This morning, I awakened to the warm-cedar-scented air flowing in my bedroom window and the song of a cardinal as it started its day. Scent, sound and the touch of breeze. Simple human pleasure.
Some of us belittle or deny ourselves this joy. We see our humanity as lesser than our spirituality - flawed, tainted, untrustworthy. Yet, our humanity is not a bit less than our spirituality. It is our spirit made flesh. We can no more separate the two than we can separate water from wet.
So why do we deny ourselves? We have lots of good reasons. Protection from disappointment, a religious background where stress is placed on denial of the body, a personal belief that we do not deserve pleasure, a cultural work ethic where we can only earn pleasure through sacrifice and suffering. Some of us deny ourselves and others pleasure as a way to control life, and others just don't believe that they have time to stop and smell the roses.

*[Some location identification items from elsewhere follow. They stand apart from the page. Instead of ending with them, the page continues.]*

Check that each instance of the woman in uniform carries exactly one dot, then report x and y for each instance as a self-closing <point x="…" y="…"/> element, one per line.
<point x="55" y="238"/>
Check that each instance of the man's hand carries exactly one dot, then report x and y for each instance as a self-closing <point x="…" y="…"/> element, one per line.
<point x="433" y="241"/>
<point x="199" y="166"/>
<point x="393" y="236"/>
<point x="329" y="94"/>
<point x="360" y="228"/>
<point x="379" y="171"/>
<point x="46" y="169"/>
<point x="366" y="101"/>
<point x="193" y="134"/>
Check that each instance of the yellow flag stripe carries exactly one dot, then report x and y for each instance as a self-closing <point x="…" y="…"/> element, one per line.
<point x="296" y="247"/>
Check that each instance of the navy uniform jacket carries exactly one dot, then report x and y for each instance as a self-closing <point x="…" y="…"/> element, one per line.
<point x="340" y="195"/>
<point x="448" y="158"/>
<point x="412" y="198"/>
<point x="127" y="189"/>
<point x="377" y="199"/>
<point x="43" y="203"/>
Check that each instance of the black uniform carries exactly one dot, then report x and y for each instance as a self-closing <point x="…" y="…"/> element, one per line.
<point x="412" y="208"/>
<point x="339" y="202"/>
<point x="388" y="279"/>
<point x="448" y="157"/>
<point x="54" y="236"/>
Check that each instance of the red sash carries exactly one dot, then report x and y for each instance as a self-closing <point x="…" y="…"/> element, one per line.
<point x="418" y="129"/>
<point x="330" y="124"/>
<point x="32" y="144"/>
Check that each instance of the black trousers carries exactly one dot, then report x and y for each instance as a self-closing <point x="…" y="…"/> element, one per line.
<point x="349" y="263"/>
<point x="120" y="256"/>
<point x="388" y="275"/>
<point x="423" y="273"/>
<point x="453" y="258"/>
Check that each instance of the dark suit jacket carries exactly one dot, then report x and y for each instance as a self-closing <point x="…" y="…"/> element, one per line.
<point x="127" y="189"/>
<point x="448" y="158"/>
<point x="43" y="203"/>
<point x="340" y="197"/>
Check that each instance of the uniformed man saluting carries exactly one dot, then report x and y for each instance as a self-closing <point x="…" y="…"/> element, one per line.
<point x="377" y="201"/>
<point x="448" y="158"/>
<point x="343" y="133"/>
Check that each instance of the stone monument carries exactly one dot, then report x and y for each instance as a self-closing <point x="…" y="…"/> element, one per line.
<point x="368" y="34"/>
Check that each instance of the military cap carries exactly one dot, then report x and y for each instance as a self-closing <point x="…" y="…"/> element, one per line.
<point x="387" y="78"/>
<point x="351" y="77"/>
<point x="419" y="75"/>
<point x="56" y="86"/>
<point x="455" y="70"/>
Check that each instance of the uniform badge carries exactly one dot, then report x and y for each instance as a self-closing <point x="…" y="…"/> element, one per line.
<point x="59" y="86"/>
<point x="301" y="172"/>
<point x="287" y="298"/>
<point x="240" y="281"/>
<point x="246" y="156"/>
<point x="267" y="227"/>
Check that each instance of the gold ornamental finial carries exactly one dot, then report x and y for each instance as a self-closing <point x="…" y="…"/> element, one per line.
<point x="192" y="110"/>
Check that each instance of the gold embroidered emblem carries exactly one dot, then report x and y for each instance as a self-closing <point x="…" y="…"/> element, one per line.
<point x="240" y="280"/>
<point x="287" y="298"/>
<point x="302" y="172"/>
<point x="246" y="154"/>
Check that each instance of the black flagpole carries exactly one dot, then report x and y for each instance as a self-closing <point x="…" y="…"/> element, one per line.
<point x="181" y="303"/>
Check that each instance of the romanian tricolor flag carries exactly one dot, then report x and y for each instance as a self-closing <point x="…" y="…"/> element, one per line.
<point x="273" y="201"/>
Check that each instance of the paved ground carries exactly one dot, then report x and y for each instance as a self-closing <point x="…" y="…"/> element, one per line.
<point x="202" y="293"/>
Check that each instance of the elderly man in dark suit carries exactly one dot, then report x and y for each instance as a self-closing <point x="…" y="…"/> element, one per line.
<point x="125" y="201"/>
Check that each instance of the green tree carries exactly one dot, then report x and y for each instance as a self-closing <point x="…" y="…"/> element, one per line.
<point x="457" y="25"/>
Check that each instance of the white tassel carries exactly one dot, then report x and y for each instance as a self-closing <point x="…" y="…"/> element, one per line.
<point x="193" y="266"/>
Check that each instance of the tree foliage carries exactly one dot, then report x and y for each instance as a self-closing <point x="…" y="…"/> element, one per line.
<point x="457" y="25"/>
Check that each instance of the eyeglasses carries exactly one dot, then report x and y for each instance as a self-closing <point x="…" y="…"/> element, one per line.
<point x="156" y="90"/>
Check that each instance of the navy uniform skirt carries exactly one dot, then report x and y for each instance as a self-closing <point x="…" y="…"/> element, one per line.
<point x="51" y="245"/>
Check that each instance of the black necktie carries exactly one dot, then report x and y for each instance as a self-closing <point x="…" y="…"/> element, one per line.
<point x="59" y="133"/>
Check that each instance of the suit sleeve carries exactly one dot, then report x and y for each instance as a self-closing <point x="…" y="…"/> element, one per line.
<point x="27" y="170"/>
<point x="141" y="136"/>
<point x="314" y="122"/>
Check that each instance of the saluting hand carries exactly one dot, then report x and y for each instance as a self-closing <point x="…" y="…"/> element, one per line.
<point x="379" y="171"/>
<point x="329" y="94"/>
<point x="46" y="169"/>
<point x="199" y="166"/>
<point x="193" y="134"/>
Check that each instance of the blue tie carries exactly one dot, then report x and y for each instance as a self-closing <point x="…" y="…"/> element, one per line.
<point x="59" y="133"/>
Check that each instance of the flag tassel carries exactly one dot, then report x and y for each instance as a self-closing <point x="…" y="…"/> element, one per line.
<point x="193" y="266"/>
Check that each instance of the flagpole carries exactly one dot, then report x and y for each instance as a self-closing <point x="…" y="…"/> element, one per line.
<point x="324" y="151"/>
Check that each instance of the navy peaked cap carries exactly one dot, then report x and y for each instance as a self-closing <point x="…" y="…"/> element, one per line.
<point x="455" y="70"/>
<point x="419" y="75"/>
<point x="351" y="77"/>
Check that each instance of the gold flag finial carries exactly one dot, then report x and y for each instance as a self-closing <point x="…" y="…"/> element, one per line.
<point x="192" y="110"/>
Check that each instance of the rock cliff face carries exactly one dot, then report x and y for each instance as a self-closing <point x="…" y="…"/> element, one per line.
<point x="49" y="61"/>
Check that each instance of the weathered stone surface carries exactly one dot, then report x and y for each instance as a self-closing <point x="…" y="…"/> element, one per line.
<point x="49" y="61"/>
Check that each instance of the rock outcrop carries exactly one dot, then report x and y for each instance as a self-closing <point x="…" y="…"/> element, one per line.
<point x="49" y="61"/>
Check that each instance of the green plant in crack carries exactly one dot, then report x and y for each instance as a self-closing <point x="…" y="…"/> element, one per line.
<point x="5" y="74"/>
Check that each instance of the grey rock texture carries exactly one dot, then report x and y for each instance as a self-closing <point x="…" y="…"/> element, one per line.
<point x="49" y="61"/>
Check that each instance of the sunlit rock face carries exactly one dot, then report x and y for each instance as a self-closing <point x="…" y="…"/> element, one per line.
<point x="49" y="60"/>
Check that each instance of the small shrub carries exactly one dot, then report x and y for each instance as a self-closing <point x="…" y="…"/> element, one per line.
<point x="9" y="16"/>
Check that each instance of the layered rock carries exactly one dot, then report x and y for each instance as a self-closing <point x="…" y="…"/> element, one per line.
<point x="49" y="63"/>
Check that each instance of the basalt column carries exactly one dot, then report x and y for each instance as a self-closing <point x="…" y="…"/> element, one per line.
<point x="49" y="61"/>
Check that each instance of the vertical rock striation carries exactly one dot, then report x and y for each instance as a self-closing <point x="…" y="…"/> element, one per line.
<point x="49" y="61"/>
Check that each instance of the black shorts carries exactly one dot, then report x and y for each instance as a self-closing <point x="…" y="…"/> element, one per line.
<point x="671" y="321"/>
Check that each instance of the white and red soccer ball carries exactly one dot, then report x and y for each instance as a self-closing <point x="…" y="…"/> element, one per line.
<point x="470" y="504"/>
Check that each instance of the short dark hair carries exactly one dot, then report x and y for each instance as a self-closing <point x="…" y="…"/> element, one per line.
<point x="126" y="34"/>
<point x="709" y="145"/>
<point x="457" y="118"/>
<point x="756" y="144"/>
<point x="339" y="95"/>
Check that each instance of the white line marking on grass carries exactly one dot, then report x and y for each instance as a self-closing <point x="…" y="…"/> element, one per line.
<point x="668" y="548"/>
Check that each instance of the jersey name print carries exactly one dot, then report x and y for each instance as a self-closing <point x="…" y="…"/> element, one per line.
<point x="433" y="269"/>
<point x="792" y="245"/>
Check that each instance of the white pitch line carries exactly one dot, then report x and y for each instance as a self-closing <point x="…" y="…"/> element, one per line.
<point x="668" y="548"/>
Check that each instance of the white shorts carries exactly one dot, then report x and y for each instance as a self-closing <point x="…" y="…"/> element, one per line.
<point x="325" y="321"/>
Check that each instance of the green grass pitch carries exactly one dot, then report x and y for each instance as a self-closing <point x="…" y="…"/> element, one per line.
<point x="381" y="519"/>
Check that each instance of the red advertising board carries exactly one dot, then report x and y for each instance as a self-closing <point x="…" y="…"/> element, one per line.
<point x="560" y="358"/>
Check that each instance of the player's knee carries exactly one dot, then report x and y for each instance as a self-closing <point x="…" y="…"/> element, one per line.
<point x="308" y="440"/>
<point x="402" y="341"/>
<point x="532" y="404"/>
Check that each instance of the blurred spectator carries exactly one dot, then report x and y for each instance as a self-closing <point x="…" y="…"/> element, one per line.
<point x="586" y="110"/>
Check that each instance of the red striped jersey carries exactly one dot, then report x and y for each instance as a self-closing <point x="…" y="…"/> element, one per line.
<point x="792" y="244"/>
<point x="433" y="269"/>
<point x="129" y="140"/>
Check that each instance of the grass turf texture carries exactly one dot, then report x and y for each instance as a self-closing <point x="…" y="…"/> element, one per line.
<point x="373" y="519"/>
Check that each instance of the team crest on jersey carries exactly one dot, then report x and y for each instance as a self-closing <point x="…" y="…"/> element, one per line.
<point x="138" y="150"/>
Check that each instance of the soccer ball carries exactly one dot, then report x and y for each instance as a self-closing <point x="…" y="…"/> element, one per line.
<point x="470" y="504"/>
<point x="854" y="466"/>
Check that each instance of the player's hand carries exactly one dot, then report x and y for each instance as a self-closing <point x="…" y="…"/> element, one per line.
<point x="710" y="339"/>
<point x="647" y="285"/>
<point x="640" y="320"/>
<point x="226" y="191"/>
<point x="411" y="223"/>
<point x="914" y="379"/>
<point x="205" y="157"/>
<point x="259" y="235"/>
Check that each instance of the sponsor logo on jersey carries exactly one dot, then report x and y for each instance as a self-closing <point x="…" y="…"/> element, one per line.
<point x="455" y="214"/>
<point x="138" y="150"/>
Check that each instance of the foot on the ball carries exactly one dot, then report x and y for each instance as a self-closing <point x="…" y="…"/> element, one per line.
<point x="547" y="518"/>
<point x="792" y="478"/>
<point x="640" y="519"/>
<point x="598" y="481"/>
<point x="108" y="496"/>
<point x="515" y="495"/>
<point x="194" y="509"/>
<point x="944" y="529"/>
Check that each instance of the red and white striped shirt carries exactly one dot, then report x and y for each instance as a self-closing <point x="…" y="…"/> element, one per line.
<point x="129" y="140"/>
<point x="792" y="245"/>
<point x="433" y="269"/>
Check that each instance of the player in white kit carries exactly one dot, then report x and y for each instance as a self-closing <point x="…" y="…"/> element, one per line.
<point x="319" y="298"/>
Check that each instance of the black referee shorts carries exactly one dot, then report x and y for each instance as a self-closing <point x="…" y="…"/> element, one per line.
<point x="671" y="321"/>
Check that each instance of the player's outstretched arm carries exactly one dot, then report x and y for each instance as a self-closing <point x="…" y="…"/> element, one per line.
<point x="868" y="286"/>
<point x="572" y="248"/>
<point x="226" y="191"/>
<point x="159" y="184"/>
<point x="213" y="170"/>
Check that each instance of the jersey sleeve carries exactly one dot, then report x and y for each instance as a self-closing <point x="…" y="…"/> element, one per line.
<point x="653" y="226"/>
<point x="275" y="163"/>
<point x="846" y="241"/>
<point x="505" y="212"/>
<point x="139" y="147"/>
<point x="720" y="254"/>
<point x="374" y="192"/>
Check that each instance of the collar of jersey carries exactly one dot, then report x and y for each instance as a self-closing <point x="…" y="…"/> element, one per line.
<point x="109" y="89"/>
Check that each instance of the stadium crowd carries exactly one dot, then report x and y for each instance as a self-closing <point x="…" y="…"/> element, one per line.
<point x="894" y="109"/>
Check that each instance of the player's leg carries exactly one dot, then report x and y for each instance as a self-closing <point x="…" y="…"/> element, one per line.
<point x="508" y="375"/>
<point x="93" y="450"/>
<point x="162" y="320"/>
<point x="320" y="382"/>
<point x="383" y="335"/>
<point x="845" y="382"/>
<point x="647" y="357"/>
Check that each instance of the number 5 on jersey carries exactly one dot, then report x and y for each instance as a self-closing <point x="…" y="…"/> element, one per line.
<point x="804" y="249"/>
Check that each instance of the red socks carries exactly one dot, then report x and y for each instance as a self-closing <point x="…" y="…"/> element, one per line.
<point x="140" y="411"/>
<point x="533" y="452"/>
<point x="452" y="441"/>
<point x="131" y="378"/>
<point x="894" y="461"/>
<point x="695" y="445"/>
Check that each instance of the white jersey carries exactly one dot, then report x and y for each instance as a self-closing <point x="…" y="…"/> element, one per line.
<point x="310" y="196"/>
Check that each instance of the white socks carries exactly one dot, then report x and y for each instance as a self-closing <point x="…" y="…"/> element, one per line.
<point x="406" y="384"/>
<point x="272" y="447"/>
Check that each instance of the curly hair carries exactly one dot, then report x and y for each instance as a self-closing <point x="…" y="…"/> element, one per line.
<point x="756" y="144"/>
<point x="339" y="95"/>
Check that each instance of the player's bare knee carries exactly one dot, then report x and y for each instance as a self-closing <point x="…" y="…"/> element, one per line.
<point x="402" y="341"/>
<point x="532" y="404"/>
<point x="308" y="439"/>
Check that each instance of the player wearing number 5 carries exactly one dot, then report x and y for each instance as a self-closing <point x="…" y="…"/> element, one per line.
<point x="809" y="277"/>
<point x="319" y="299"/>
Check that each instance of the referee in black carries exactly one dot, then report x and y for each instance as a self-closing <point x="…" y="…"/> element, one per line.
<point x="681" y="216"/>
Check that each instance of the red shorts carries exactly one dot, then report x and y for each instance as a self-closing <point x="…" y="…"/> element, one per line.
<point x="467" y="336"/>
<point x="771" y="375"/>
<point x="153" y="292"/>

I had a friend who told me she never used to stop long enough - she'd be drinking coffee while folding laundry and thinking ahead to the 17 other tasks she had to finish before bed. But she changed. She discovered that taking that short minute to enjoy her coffee refreshed her spirit enough to make the other tasks go more smoothly, often more quickly. She learned how important sensory pleasure can be - she told me there is nothing she liked better than stepping out of the steamy bathroom after her morning shower into the rich smell of coffee brewing in the kitchen.
The iridescent colours of a bird in the sunlight, a sweet cinnamon scent from the kitchen, the shocking delicious taste of a cold beer on a scorching hot day, the melody of church bells carried across the fields. These are all pleasures of the senses, pleasures of our very humanity. And they all give our spirit a lift.
In the movie "Chocolat," one of the main characters takes denial of pleasure to an extreme, until one day, it all catches up to him and he gorges himself in a chocolate feeding frenzy. The priest, in his homily near the end of the movie spoke of the Lord's humanity rather than His divinity. He said, "... we can't go around measuring our goodness by what we don't do, by what we deny ourselves, what we resist, and who we exclude. I think we've got to measure goodness by what we embrace, what we create, and who we include."
Our body is not a shell that encases our spirit, it is the living breathing presence of our spirit. And our spirit delights in delight.
Taking a moment to enjoy the sound of traffic on the street or the warmth of clothes fresh from the dryer are important moments in my day. This pleasure in the physical doesn't take me away from the grace and beauty of spirit. It helps me bring body and spirit together.